4. You also need to differentiate between Reformed distinctives and Reformed incidentals. DDS is not distinctive to Calvinism. It doesn’t issue from the inner logic of Calvinism, per se. It is, at most, a traditional carryover from Scholasticism.
5. In addition, Calvinism has, at most, a minimal commitment to DDS. For example, the Westminster Confession says that God is without “body, parts, or passions” (WCF 2:1), but that doesn’t offer any detailed model of DDS.
In Calvin, too, there is trace-evidence of the Scholastic doctrine, but again, without the minute elaboration.
6. DDS takes its inspiration from two different sources.
i) There is the Neoplatonic primacy of the one over the many. I don’t see that Calvinism has any logical or historical commitment to this presupposition. Given, indeed, the doctrine of the Trinity, it is incumbent upon us to affirm the equal ultimacy of the one and the many.

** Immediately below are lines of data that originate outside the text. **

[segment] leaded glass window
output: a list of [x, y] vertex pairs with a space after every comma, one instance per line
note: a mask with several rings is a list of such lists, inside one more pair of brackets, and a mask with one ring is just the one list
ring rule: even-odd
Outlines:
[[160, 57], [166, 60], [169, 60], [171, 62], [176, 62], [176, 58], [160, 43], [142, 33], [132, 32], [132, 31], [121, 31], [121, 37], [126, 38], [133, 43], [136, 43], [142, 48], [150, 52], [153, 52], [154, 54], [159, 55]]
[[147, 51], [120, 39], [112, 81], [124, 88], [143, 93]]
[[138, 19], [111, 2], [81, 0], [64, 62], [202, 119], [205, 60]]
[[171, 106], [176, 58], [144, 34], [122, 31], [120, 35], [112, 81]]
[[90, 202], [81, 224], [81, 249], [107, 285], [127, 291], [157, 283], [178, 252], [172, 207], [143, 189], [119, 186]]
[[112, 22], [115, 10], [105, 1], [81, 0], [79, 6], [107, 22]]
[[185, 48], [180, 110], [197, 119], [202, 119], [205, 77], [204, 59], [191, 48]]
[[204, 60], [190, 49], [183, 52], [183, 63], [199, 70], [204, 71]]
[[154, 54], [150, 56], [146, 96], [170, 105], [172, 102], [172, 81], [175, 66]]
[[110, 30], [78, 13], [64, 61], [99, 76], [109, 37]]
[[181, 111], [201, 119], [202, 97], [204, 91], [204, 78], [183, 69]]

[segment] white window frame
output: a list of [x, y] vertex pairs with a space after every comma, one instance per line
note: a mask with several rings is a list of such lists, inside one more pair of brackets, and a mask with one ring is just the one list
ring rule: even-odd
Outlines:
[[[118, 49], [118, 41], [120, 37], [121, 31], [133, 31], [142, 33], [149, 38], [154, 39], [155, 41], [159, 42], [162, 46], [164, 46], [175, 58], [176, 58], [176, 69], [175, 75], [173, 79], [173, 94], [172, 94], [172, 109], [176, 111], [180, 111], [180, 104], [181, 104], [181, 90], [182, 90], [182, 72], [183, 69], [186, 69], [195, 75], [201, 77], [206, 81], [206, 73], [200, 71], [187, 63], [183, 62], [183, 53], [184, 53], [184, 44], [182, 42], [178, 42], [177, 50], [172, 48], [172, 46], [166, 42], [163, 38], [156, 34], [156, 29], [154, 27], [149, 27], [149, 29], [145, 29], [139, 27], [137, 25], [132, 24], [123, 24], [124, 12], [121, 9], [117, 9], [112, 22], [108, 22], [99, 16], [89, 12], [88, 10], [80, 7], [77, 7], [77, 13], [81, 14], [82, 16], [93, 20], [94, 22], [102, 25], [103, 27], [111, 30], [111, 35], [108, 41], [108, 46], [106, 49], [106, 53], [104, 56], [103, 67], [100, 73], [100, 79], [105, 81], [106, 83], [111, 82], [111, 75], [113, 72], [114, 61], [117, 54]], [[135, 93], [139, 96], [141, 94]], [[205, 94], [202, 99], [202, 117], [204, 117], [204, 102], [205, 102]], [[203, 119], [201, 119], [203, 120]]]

There is also a sense in which this version of DDS is actually at odds with the deeper meaning of simplicity, which is not to factor everything down to a lowest common denominator, but rather, to deny that any one thing about God is less fundamental than something else. So DDS can be understood as an anti-reductive program rather than a reductive program.
By contrast, this Neoplatonic priority is far more axial to your own theological center of gravity—a la Byzantine theology.
ii) There is also the attempt to arrive at a negative definition of God as a being who subsists outside the space-time continuum--once we strip away the attributes proper to a concrete object.
On this view, DDS is not so much an attempt to arrive at a positive definition of God, but to say what he is not. It is more of a method than a definition.
And this doesn’t mean that God has no positive properties. The method is abstractive or negative, but not the object.
This is also, as well you know, a feature of Byzantine theological method, on loan from Neoplatonism. But as a merely methodological device, it doesn’t posit any properties, such as the priority of the one.
A Scholastic like Aquinas will express DDS in Aristotelian categories (e.g. form/matter, substance/accident; potentiality/actuality; genus/differentia). A Calvinist is not bound that these categories, except as different ways of expressing a mode of subsistence outside of time and space.
And the residual can be fleshed out by the ascriptions of the Bible. Indeed, it is due to God’s self-revelation of what he is that we can say what he is not. Having wiped the slate clean, it can be filled in by Scripture.
Two steps are required to complete this process:
a) An adequate theory of analogical predication and
b) A harmonistic principle to distinguish anthropomorphic ascriptions from literal ascriptions. But this can be done, and has been done.
To turn DDS into an objection to Calvinism, you would have to demonstrate that Calvinism has a logical commitment to version (a) of DDS. That is a very tall order.